Seven years ago in EL's theme issue on "Data: Now What?" (December 2008/January 2009), Rick Hess wrote a funny, but deadly serious, article called "The New Stupid" in which he warned that educators had just about come full circle in their attitudes toward data. No longer summarily dismissing data as a means for improving schools (the old stupid), many were embracing data to the extreme, citing statistics in half-baked ways to prove points they wanted to make and ignoring significant kinds of data in favor of focusing on one or two measures such as cut scores (the new stupid).
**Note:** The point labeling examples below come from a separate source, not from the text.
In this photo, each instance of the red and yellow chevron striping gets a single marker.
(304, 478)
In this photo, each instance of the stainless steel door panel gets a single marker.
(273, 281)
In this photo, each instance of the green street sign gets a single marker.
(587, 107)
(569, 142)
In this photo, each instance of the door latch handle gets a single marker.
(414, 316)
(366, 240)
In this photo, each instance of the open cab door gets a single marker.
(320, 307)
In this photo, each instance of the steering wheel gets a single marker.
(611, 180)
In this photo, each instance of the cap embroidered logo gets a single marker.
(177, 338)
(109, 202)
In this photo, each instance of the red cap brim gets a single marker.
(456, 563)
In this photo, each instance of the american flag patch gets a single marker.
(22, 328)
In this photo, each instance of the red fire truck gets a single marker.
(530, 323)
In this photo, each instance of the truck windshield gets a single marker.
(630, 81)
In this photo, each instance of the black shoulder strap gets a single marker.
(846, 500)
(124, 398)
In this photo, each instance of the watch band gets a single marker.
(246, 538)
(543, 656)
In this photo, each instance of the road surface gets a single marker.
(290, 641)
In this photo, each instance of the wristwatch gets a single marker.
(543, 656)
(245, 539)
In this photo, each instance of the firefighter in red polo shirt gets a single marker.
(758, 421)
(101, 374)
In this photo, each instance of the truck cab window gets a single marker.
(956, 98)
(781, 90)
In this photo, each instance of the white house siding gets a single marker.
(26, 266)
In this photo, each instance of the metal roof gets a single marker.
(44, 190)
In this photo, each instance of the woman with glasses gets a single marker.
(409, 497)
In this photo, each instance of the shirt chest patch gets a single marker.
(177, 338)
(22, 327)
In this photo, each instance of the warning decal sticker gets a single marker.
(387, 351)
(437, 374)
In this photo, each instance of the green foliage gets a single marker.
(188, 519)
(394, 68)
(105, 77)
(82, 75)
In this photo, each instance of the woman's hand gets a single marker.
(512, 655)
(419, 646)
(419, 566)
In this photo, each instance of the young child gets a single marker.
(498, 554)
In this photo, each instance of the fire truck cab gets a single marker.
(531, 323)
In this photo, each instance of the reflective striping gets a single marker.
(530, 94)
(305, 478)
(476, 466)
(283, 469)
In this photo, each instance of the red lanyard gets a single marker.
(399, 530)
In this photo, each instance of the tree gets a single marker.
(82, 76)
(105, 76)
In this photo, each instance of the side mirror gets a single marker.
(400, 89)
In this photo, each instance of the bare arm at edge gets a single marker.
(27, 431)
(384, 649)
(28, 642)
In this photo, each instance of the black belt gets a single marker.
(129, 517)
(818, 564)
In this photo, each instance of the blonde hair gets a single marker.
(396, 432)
As we completed editing this issue of Educational Leadership on "Doing Data Right," I wondered how most of you readers would assess the situation today. Now that we have ever more digitized information at our fingertips, have we moved to an even higher level of stupidity, or have we learned our lessons about data? Are we, in fact, doing data right? Let's hear what some EL authors have to say about just how that is done.
Are you using data to guide improvement? Many educators are, according to a Gates Foundation study that reports that are using digital tools to gather data and guide instruction. Sixty-one percent say data use is making them better teachers. At many schools, data teams and professional learning communities meet regularly. As Amanda Datnow and Vicki Park tell us, sharing responsibility, allowing healthy disagreement, and having a solutions-oriented approach can make all the difference in how effective these data meetings are. To get the most benefit from data, Richard DuFour adds, the uppermost questions a professional learning community must ask are, Why are we gathering data in the first place? and What actions are we taking as a result?
Are you looking at the right kinds of data? Hawaii is, as Victoria L. Bernhardt reports. She describes a school that has achieved impressive results by initiating a continuous improvement cycle involving the regular examination of school data made accessible by the state. All the educators, first in small groups and then collectively, looked at data on demographics, perceptions, student learning, and school processes (practices and structures). As a result of looking at what all four types of data were telling them, and studying the links among them, educators identified a shared vision for the school and made some important changes in programs and strategies.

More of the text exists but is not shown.